Sam Snead was said to play a tune in his head when playing. The humming helped him with the swing rhythm and at the same time (unknowingly) distracted his conscious mind from excessive interference. For years, many golfers who thought and felt they had the yips have made enormous positive changes by focusing their attention on other things, such as breathing. When swinging back, you focus on the inhale and as you swing through, you exhale. Doing this may help fix the yips because when you focus on your breathing, you take your attention away from the action itself, and at the same time help reduce your tension, which is one of the major contributors to the yipping.
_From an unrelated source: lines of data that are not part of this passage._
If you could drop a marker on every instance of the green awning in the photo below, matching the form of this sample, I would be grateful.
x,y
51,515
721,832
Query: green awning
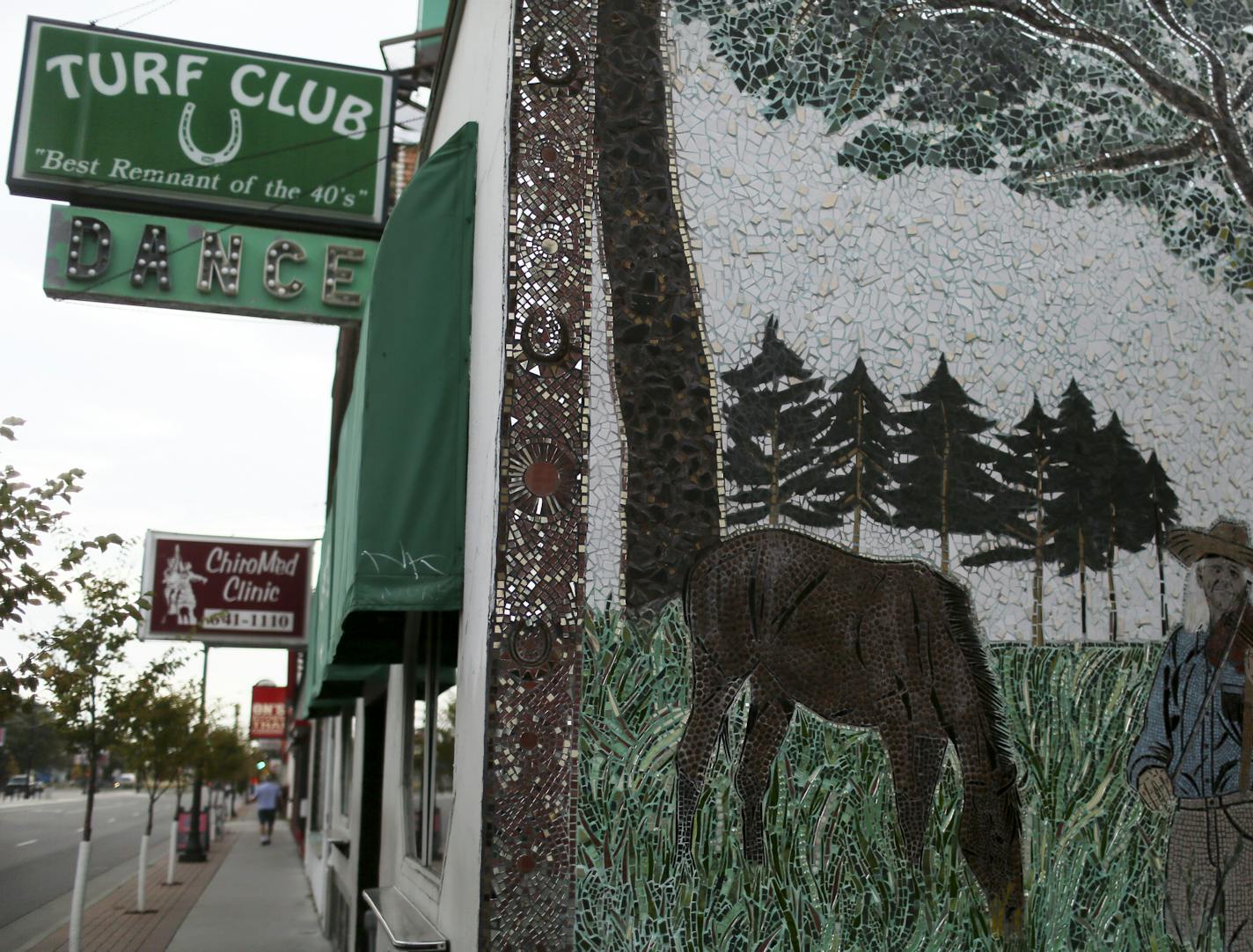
x,y
395,530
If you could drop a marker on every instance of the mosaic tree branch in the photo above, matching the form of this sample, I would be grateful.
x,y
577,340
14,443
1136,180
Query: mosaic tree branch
x,y
661,365
1213,110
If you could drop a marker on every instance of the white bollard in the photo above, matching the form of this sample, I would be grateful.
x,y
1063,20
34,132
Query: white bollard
x,y
173,852
79,896
143,872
Hence, distraction is one way to stop the yips.
Significant Emotional Event or SEE
Significant emotional events, such as when you are putting to win a tournament you are aiming for for years, can give you the yips. You suddenly feel tight in the arms and hands with your breathing pattern becoming shallower. As you backswing, you lurch into impact and the club hit the ground two inches short from the ball. Three putts after, you walk off the course shattered because the glory has already slipped from your grasp.
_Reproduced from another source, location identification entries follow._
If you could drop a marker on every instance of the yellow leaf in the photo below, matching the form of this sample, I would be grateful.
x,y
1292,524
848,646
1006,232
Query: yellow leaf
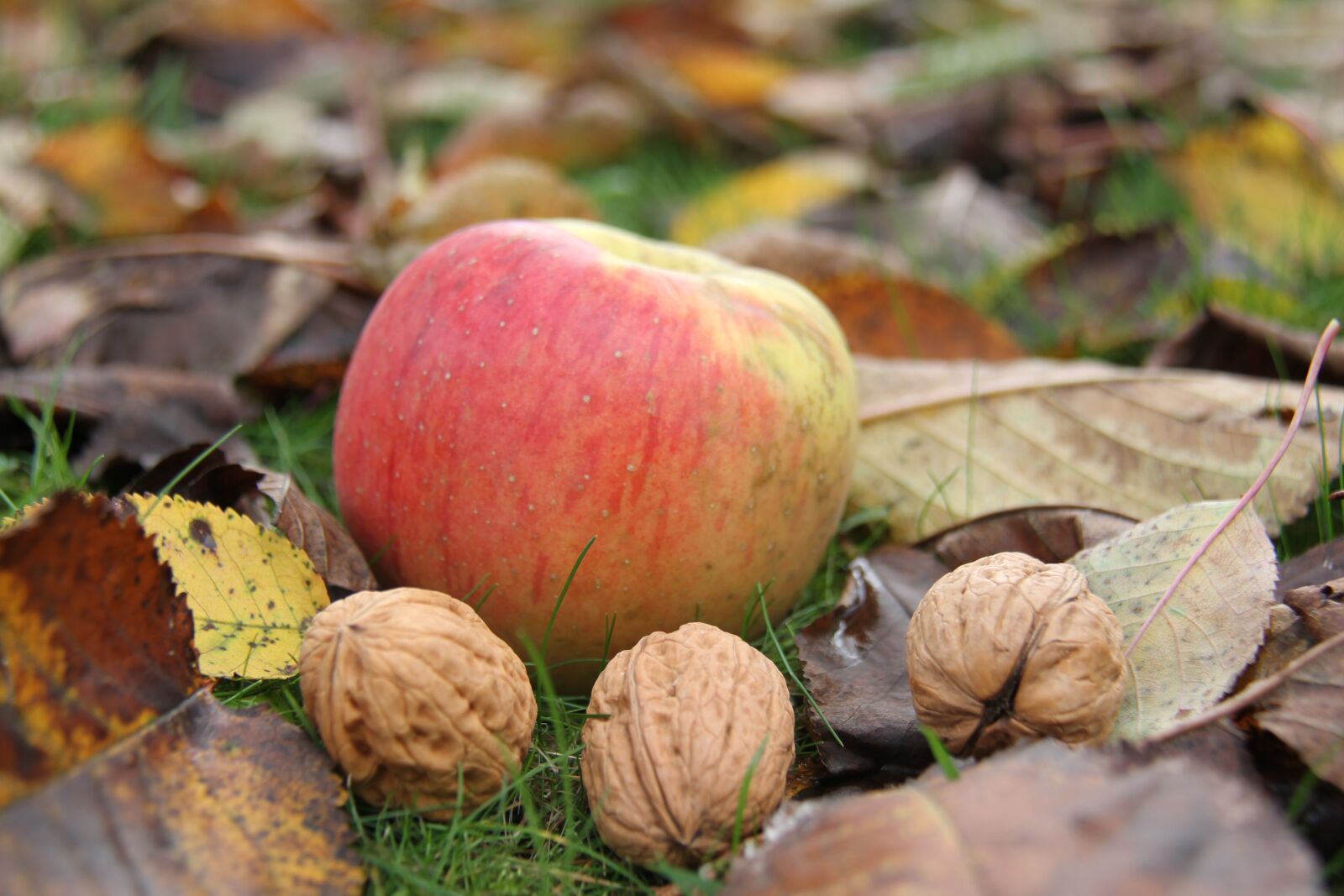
x,y
783,190
726,76
1261,187
250,591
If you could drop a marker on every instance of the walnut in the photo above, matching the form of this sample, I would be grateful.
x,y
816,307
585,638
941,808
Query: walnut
x,y
1008,647
680,719
410,689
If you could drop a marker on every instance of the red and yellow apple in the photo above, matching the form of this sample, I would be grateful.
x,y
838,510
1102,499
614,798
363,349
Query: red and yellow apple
x,y
526,385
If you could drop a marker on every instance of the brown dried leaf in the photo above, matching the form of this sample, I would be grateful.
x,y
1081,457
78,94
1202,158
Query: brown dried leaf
x,y
853,660
958,226
1213,625
942,441
1317,566
171,302
1052,535
118,772
491,190
206,801
1225,338
588,125
74,684
134,191
882,311
331,548
1045,821
1308,712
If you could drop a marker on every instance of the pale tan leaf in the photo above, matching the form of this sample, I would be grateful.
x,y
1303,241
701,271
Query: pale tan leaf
x,y
949,441
1214,624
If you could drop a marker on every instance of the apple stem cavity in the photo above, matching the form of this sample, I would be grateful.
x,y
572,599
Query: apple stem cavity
x,y
1308,389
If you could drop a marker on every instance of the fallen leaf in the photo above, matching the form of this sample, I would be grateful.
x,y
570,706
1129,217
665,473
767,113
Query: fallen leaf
x,y
76,685
882,311
268,499
725,76
588,125
490,190
1209,631
259,20
1263,188
1225,338
1308,712
136,412
942,443
331,548
1320,606
956,228
206,801
250,591
167,302
1041,820
118,772
112,163
461,89
1048,533
853,660
1317,566
781,190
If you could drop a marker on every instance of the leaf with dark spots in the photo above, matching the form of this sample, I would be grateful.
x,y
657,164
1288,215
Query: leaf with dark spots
x,y
206,801
136,412
1048,533
1041,820
1225,338
118,773
853,660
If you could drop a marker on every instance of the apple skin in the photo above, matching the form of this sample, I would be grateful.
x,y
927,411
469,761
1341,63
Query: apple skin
x,y
524,385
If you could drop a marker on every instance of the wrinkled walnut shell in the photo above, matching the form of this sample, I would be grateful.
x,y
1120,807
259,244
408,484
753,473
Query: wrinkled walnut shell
x,y
685,714
1008,647
407,687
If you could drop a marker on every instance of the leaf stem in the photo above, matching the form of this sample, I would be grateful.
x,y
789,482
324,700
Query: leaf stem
x,y
1312,372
What do you think would be the effect of this scenario to someone’s spirit? Regardless if it is just an ordinary club championship or a highly-prestigious one, you have just experienced a significant emotional event. Studies suggest that the build-up or accumulation of highly negative events can affect us in a certain way over a time period and can create a sort of emotional block, manifesting itself into a physical form of negativity, the yips, that is.
Curing the Putting Yips
Hopefully, all is not lost even if you have a very bad yips case. You may be having yips even if there is no pressure involved. If this is the case, maybe you have a focal dystonia and you may want to consult your doctor about it. You may also seek the help of a pro and consider altering your method or way of playing certain putting shots.
No matter what you do, it is important to refrain from practicing the same movement over and over. This will only result in wiring of the motion deeper into your system, thus causing the yips to become more frequent rather than lesser. If you yip when under pressure, it is time to consider thinking “outside” your performance. Your yips may be caused by focusing on the action too much instead of executing the motion. If you can remember some past incidents which hugely affected you in any way, you may want to consider looking for an EFT treatment. Moreover, a poor technique can make a situation where you experience mental block from continuous failed results. Please seek the help of a PGA pro and let him or her see what is going on with you.
Probably the worst thing that you can do with your yips is to pretend it is not there and just suffer in silence. We all know (at least we, players) that golf is a wonderful activity and you must not let go of it, regardless of the yips. There are lots of people who had yips in the past but they were able to overcome them and play golf again. It is a wonderful achievement when you look the devil right in the face and conquer it. Bernhard Langer suffered from yips for many times but had fought it by altering the way he holds the club and at the same time imposing mental toughness in every game. Keep in mind: You’ll need iron will in presence of the yips.